Asal – Usul Gelar Sunan
Para Wali di Tanah Jawa umumnya mendapat gelar sunan yang mengacu ke bahasa Cina Hokkian dan bahasa Jawa. Gelar itu mula-mula diberikan oleh Laksamana Ceng Ho kepada Maulana Ibrahim. Aslinya berbunyi Suhu Nan, orang yang luas ilmunya kelak, lebih dikuatkan oleh Sultan Demak dengan makna Susuhunan, artinya yang dijunjung tinggi. Sebab dalam pemerintahan Demak, para wali berfungsi selaku penasehat raja untuk aneka macam permasalahan, utamanya dilema-dilema yang berhubungan dengan agama dan umat Islam.
Sebetulnya, jumlah wali di Nusantara tidak hanya sembilan.
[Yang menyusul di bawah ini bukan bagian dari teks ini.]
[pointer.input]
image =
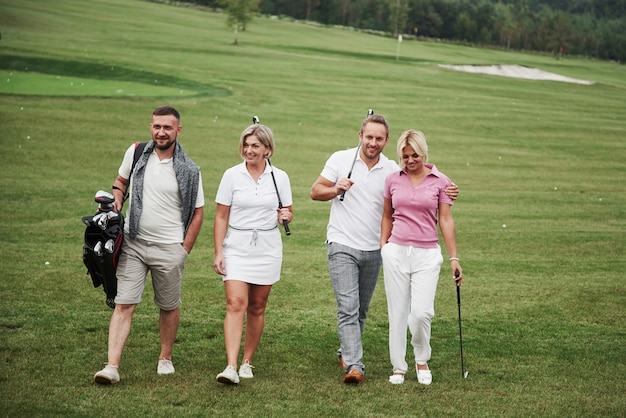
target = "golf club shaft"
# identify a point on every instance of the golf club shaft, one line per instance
(458, 301)
(280, 202)
(255, 120)
(358, 148)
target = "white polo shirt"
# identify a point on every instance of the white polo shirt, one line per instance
(161, 218)
(355, 222)
(253, 204)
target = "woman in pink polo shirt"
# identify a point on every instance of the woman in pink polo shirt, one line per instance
(415, 202)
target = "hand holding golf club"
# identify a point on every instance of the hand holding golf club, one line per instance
(458, 277)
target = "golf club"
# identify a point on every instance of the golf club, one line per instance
(255, 119)
(458, 301)
(358, 148)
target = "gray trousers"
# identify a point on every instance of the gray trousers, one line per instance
(354, 274)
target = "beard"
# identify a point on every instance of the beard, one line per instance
(165, 146)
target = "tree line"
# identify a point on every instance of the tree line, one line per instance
(589, 28)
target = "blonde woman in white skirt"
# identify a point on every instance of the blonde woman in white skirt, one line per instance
(248, 244)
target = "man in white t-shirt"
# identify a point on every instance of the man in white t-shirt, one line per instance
(163, 221)
(353, 233)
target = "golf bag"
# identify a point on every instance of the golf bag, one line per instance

Namun, wewenang pengaturan peran dakwah para wali yang banyak itu tetap berada di bawah kebijakan Wali Sanga, yang terdiri atas Sunan Maulana Malik Ibrahim, Sunan Ampel, Sunan Bonang, Sunan Giri, Sunan Drajat, Sunan Kalijaga, Sunan Kudus, Sunan Muria, dan Sunan Gunung Jati.
Di samping ke sembilan nama yang harum itu, terdapat pula para wali lain yang juga tersohor di kelompok penduduk , contohnya Maulana Ishak, Syekh Siti Jenar, Sunan Tembayat, Sunan Pandanaran, Sunan Prawoto, Sunan GEseng, Sunan Mojoagung, dan Syekh Subakir.
Para wali sebagaiorang-orang akil, sepenuhnya menyadari bahwa dalam menghadapi peran dakwah, harus mengenali seluk-beluk dan asal-undangan penduduk bersangkutan. Hal itu telah dicontohkan oleh nabi panutan mereka, Muhammad SAW, yang dalam perjuangannya untuk mengajak kaum musyrikin memasuki pedoman tahuhid, tidak pernah menyakiti perasaan dan jati diri mereka. Bahkan memastikan kepada sahabatnya, “Kami, para nabi, ditugaskan Allah untuk mengatakan kepada insan sesuai dengan kadar kemampuan akalnya.” Terutama dalam acara dakwah di Nusantara yang wilayahnya sangat luas dengan bervariasi suku, bahasa, dan budpekerti-istiadat orangnya. Para wali harus waspada, biar dakwah mereka tidak mengakibatkan kegelisahan di kalangan masyarakat yang majemuk itu.
Mereka selalu berpedoman terhadap firman Allah, agar dalam memberikan pedoman Islam mesti dikerjakan dengan bijaksana, memakai bahasa yang bagus, dan berupaya menyikapi sanggahan orang dengan cara yang cerdik serta berwawasan luas.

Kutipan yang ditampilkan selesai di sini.